I think leading by example is a good place to start. Model the behaviour you expect others to display. Kouzers and Posner in their Five Practices of Exemplary Leadership call this modelling the way. In my experience, this sets the foundations to become an effective leader. You must act as you want others to act. You can’t do this if you don’t know what your personal values are. Treat your staff disrespectfully and they will mirror that behaviour among themselves and perhaps back at you.

Some may disagree, but I also think it is good to keep some distance between you and your employees to give them room to talk among themselves without your presence. I remember one manager who refused to eat with his peers who were entitled to a free meal in the cafeteria and always sat with us and paid for his meal. He was a good boss but we all wished we had a bit of space at lunch time!

Just Do it! – Leadership ain’t easy

Recently, I took my team through enormous change process which impacted on every part of their working day by centralising operations from four sites. This changed everything they did. Replaced equipment and complex software systems with a totally different platform, implemented new processes, and made people accustomed to working autonomously to work together as part of a team. Everyone was excited about the future but I knew the hard work would begin when the vision became reality. I knew tempers would flare as we ironed out all of the transition issues. Because of my personality type, I knew I could not be very compassionate when conflict occurred. I recognised that this would set up an environment that would challenge me as a leader and I resolved to improve my performance. Before the change commenced, I set very clear expectations about treating each other respectfully and continued to reinforce this expectation. I saw it as my job to create a respectful environment so teamwork would emerge.

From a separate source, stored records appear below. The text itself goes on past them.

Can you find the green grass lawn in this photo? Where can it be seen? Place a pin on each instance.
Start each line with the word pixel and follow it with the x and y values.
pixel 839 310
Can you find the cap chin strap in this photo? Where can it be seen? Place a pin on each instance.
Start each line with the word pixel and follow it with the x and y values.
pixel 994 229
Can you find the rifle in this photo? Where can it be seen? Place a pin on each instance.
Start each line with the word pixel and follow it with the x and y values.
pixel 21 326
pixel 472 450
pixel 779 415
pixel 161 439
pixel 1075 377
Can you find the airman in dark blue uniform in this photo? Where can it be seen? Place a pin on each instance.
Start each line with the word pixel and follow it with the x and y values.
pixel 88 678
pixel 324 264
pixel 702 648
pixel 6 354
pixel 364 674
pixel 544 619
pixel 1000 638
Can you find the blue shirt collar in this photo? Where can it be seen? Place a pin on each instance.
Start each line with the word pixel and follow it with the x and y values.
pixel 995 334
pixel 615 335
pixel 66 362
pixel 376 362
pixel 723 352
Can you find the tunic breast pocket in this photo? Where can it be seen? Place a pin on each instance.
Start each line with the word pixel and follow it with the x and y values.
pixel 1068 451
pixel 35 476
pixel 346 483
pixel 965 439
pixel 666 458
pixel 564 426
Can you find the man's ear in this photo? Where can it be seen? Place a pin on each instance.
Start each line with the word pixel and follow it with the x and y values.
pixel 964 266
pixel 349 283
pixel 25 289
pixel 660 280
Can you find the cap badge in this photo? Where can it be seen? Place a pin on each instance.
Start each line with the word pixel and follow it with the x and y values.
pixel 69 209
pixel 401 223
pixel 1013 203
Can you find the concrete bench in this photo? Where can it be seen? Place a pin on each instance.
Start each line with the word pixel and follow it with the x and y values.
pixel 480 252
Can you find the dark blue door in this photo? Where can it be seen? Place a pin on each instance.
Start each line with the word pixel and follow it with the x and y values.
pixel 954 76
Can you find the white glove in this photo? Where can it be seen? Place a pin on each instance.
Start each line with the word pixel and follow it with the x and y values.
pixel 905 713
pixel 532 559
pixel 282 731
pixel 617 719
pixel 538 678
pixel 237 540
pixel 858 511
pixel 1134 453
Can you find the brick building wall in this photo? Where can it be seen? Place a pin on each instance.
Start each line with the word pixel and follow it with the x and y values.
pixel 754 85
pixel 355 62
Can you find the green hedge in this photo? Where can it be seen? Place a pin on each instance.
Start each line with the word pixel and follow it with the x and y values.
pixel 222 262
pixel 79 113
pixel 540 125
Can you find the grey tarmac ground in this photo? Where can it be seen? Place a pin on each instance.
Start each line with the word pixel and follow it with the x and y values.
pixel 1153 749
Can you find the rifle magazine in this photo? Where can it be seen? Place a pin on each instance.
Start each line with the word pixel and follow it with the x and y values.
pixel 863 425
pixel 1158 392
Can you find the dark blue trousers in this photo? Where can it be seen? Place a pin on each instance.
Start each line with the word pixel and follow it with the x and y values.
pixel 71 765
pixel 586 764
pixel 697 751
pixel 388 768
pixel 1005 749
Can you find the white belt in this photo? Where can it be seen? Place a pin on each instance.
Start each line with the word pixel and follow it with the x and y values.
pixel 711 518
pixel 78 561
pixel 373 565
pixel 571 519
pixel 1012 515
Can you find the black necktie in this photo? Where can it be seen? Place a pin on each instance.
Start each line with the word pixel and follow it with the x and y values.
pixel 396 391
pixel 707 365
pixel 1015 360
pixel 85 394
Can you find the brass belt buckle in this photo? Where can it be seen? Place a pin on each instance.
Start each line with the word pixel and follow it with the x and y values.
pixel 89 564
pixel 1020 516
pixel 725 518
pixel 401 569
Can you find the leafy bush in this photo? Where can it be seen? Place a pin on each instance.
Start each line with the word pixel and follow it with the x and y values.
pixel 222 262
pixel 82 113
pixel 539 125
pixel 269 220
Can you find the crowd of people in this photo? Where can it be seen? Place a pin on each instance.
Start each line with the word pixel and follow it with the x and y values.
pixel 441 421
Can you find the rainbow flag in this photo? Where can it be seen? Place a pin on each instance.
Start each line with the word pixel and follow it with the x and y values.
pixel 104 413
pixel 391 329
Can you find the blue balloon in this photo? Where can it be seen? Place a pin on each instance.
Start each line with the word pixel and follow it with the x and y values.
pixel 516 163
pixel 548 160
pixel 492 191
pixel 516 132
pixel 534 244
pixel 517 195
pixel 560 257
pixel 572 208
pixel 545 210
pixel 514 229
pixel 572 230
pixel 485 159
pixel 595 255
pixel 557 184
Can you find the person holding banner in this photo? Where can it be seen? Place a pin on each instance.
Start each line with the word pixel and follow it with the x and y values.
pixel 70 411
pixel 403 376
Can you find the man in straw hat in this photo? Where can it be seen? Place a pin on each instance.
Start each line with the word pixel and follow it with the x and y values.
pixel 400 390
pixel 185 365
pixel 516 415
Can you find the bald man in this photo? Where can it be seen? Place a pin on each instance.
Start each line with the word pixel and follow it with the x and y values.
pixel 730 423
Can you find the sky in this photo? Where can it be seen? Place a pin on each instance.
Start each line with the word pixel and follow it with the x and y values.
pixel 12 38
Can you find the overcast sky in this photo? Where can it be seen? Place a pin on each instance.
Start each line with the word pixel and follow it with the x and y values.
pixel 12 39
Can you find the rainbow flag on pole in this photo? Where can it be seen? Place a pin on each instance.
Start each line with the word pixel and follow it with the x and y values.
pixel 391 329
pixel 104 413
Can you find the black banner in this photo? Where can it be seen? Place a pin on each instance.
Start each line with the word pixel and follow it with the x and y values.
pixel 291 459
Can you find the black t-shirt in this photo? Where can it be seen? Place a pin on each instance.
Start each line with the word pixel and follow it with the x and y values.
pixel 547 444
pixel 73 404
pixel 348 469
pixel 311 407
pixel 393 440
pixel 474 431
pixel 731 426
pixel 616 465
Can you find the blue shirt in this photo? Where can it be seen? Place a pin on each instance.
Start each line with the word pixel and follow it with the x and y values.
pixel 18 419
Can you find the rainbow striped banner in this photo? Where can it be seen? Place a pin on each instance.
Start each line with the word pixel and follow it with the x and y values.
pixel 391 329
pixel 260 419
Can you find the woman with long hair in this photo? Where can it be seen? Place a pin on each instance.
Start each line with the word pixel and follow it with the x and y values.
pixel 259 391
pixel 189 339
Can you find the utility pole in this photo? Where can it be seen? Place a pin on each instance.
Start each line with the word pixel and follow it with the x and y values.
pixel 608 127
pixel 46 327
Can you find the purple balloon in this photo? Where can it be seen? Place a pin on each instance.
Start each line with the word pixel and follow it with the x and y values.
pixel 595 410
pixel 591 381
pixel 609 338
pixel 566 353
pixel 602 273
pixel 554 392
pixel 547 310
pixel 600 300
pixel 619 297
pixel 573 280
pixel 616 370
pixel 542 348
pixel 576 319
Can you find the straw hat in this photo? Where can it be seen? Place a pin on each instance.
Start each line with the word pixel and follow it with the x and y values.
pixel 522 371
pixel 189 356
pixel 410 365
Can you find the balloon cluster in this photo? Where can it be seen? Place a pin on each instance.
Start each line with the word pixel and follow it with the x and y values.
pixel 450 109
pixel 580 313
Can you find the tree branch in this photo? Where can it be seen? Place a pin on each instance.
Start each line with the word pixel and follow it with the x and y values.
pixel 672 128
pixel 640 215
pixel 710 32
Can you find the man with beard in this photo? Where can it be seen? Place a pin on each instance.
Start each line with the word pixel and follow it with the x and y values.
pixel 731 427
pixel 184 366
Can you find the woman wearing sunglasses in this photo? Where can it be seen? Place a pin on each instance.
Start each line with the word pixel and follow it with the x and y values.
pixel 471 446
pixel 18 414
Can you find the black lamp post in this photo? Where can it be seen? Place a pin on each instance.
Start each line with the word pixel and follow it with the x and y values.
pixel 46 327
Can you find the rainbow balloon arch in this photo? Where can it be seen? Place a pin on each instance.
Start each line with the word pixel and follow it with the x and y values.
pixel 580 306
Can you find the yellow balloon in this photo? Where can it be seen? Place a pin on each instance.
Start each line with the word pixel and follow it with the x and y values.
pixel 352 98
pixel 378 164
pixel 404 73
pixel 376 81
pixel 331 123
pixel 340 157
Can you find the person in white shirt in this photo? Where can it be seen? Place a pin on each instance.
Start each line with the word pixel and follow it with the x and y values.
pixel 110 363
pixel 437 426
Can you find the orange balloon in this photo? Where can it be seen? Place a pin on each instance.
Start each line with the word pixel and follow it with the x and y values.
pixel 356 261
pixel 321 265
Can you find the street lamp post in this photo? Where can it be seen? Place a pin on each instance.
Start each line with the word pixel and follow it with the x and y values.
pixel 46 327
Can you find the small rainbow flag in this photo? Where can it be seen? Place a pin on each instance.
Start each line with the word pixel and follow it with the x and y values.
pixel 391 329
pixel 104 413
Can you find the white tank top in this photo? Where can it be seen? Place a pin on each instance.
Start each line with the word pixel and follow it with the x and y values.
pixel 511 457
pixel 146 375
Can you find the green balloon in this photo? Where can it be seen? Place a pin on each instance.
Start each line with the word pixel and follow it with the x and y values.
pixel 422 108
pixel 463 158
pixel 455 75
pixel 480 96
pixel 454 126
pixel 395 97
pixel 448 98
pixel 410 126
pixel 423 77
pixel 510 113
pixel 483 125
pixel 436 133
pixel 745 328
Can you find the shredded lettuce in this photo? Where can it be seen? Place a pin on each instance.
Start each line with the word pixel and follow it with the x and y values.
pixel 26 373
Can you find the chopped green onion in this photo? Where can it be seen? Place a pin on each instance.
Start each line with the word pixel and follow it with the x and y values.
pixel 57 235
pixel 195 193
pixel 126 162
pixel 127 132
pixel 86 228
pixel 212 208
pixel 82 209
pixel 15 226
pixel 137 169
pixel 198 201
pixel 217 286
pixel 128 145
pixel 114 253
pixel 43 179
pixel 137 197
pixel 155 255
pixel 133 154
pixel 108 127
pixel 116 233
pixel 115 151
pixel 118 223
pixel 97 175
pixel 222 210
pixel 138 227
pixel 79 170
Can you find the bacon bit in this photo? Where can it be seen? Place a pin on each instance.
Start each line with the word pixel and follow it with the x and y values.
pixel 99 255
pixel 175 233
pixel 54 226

Fix it with Fierce Conversations

I continued to reinforce my expectations and counsel those who broke my expectations. I used a technique I learnt in a leadership course that came from the book “Fierce Conversations” by Susan Scott. The book outlines a very powerful technique to manage performance conversations that requires you to hit a number of points in an initial 60 second statement. This technique requires that you acknowledge you are also part of the problem and concludes by inviting the employee to contribute ideas to fix what is now a shared problem. I was taught if you missed one point, the process would fail, so I wrote out what I had to say and rehearsed the script aloud. It was hard work that took me way out of my comfort zone. It was scary watching my employee’s body language as I reprimanded them but I was amazed as their initial defensiveness dissolve into a constructive, collaborative conversation at the end.

Stand Back and Watch it Happen

It was amazing to see the end result on the team. A sense of teamwork developed and people took pride in their work in ways that they had never done before. It was a very humbling experience and I was proud of what my guys achieved together.

If you can get this far, you are well on the way to becoming a great leader as you will have set the foundations.

Further Reading

Five Practices of Exemplary Leadership Kouzers and Posner

Fierce Conversations: Achieving Success at Work and in Life One Conversation at a Time – Susan Scott (2002)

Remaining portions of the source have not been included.